(March 31, 2016 at 1:38 pm)LadyForCamus Wrote:I agree, let's not appeal to authority. Although some of the other people seem to want me to list scientists who support ID. Lets appeal to the evidence:(March 31, 2016 at 10:20 am)athrock Wrote: Is that true, Lady?
"A common sense interpretation of the facts suggests that a superintellect has monkeyed with physics...and that there are no blind forces worth speaking about in nature. The numbers one calculates from the facts seem to me so overwhelming as to put this conclusion almost beyond question."

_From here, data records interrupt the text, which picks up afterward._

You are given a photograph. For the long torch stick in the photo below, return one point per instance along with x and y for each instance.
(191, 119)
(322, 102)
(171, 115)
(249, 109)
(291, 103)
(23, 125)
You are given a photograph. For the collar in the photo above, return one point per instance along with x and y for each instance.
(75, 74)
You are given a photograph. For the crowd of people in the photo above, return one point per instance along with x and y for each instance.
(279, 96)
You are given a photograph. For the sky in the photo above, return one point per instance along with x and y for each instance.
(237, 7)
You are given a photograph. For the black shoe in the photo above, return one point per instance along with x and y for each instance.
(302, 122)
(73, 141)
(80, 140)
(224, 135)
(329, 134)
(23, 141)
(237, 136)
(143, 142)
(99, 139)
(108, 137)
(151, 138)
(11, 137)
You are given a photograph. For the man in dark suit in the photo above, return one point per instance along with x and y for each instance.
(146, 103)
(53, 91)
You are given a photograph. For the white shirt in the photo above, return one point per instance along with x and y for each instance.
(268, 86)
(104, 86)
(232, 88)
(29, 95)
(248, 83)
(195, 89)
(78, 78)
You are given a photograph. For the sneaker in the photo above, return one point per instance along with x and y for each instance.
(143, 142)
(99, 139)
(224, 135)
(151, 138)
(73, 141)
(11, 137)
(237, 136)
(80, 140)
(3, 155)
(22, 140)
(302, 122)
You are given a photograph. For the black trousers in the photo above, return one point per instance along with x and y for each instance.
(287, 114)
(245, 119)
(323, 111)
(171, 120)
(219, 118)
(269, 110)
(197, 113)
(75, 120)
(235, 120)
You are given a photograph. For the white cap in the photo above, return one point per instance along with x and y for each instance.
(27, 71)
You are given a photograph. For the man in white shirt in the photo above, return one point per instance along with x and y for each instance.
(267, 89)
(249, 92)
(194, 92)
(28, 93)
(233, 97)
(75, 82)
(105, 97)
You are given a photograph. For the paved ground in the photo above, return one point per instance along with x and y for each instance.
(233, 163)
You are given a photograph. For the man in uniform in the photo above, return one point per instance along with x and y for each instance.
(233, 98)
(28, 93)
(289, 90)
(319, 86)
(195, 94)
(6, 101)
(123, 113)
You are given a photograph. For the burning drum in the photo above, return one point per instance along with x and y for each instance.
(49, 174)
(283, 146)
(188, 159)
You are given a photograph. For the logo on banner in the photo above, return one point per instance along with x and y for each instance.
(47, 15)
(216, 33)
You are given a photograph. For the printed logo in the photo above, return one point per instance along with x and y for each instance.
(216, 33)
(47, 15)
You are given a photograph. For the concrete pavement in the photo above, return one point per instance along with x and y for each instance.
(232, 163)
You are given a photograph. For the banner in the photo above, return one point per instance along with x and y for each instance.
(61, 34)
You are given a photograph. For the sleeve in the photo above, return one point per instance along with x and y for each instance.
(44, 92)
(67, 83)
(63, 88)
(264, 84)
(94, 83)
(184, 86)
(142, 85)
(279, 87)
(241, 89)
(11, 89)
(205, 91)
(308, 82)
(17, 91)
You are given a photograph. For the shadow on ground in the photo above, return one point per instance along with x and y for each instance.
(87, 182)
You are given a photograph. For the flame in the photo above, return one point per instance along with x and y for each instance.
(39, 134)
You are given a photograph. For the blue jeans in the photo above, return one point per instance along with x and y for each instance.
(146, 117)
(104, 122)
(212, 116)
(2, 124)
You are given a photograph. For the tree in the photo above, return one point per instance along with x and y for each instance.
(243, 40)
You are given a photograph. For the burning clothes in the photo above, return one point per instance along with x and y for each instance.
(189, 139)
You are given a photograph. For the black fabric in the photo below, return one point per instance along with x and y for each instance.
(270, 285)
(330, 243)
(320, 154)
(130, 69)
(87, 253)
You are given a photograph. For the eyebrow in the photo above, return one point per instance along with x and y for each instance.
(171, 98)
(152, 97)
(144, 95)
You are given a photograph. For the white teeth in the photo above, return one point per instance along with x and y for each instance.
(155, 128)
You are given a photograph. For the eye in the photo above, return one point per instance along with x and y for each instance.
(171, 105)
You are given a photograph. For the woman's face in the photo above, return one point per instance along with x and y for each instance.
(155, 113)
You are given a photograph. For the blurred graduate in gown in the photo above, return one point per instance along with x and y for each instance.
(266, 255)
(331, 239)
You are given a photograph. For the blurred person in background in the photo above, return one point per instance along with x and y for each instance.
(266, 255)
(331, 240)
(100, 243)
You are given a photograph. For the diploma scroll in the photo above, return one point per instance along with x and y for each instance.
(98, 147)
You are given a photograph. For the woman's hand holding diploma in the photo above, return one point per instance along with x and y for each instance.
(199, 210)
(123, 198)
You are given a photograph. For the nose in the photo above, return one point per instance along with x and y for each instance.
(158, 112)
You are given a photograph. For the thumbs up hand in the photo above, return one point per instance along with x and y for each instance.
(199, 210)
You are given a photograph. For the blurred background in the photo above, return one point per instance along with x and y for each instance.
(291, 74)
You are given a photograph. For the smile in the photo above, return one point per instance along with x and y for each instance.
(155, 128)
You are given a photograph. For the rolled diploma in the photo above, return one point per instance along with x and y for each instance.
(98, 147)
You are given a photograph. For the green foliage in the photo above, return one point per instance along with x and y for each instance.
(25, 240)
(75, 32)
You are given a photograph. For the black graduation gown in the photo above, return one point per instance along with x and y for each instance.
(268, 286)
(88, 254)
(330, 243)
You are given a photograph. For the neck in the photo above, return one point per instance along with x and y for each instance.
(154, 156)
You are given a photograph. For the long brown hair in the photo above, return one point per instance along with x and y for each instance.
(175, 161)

- Fred Hoyle, Astrophysicist and Cosmologist, Cambridge
"There is for me powerful evidence that there is something going on behind it all...it seems as though somebody has fine-tuned nature's numbers to make the universe. The impression of design is overwhelming."
- Paul Davies, Physicist, Recipient of the Templeton Prize, the Kelvin Medal from the UK Institute of Physics, and the Michael Faraday Prize
"Wherever physicists look, they see examples of fine tuning."
- Sir Martin Rees, Astronomer Royal of Great Britain, Fellow of Trinity College, Emeritus Professor of Cosmology and Astrophysics, Cambridge
"The remarkable fact is that the values of these numbers seem to have been very finely adjusted to make possible the development of life."
- Stephen Hawking
So, you can mock Atlas and AAA if you like, but apparently, they are in good company when they promote the Intelligent Design theory.
In light of this, perhaps you should take a look at how ridiculously convoluted your own thinking is.
Lol, congratulations on your MASSIVE appeal to authority! So because there exist scientists out there who believe in God, therefor God? You're going to have to do better than that.
Glycolysis is thought to be the most primitive metabolic pathway in existence. Glycolysis (in most organisms, there are variations) requires 10 different enzymes to effectively catalyze the breakdown of glucose to pyruvate. All of them are necessary with the possible exception of triose phosphate isomerase. If you are missing one enzyme, the reaction no longer proceeds. Then you are unable to make pyruvate. How do you think these 10 (or 9) enzymes managed to gradually arise independently of one another when the absence of one prevents the formation of pyruvate. In addition to this, the cell needs to have pathways in place to further catabolize pyruvate to form high energy potential molecules. Which option is better from a scientific point of view: 1) All the enzymes formed at the same time (because they are all necessary to do the job), or 2) they gradually formed independent of each other in a way that allowed them to work together while the job that they had to complete was somehow accomplished by some other unknown/unobservable mechanism.
One of those options is highly speculative while the other is consistent with observations.